Field is far too wise to do the work for us. We must decide for ourselves how to interpret the world he has made. My take is this: Lydia is a “rat,” a “monster,” and a “crocodile.” She’s also a brilliant woman. Toward the end of the film, we learn she came into this world as plain Linda Tarr, which implies that Lydia Tár was not born, but created. But by whom? The culture vultures that populate Adam Gopnik’s New Yorker events? By a musical caste system that deifies conductors? Or was it the struggle itself to climb the ranks in a “man’s profession” that turned Lydia into … well, just another man?
Everything in life is about sex, except for sex. Sex is about power. In a hierarchical society, we give inordinate amounts of power to some people and none to others. Then we expect those people not to use it.
It is my belief that power will always be abused, no matter who wields it. And it’s worth noting that in TÁR, the anonymous “nobodies” are the ones who bring down the giant. All abusers leave a trail of human detritus in their wake. In this case, the detritus hits back.
TÁR shows us that yes, the guilty must be held accountable, but people create these monsters. And as long as people exist, monsters can never be destroyed.
Copyright © 2023 Stacey Eskelin
Got some thoughts? Share them with me! The comments section is below.
Beautifully written and observed. The film has stayed with me, and I have wanted to discuss it at length. Your critique of it made me feel as if I have just had a healthy, refreshing conversation about it. Bravissima. Grazie mille. I hope Cate B. receives an Oscar for her performance!
As long as there are people, there will be monsters who abuse power to dominate people. As long as there is power, it will ultimately destroy those who can't control it...and almost none of us are able to truly control it.
I enjoyed Tár, but I think I might have had a better appreciation of and for it if I were a women or, better yet, a lesbian.
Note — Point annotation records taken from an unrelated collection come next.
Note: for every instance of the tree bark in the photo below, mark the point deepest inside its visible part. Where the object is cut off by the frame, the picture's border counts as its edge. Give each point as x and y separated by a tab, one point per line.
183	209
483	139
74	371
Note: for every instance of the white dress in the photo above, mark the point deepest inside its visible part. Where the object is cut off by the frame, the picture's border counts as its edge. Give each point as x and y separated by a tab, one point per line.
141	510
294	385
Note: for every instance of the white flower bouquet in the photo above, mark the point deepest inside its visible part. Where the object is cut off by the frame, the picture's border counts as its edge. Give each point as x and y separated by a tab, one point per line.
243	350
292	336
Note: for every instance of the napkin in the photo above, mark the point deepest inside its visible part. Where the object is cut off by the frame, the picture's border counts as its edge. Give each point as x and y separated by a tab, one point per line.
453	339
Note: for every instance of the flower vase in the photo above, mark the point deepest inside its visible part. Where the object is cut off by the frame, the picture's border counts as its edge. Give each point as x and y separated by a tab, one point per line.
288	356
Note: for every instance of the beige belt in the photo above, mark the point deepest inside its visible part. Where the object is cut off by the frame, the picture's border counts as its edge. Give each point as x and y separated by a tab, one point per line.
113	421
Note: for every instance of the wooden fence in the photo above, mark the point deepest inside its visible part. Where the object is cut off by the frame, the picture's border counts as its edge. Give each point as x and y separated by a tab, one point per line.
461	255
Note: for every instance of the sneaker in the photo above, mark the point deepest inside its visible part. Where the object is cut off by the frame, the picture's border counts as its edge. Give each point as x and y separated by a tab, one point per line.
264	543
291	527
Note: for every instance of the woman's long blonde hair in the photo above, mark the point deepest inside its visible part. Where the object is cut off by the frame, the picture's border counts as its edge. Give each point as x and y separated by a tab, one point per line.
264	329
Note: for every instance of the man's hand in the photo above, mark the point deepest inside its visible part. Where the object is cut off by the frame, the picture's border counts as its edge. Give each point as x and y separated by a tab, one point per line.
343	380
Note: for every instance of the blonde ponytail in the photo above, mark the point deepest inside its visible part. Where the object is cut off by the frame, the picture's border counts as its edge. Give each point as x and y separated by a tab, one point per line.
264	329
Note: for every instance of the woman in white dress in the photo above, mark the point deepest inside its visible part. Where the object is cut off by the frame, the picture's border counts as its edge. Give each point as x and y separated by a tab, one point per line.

The political/interpersonal aspects of the movie felt difficult to come to grips with, and I felt ill-equipped to process them as it moved along.
The finale was simultaneously decisive and indecisive, a commentary on how far the mighty and self-absorbed can fall while also not giving the story a feeling of resolution (a particularly American shortcoming- we like things wrapped with a neat, tidy bow).
Nonetheless, I'd pay to watch Cate Blanchett in a condom commercial.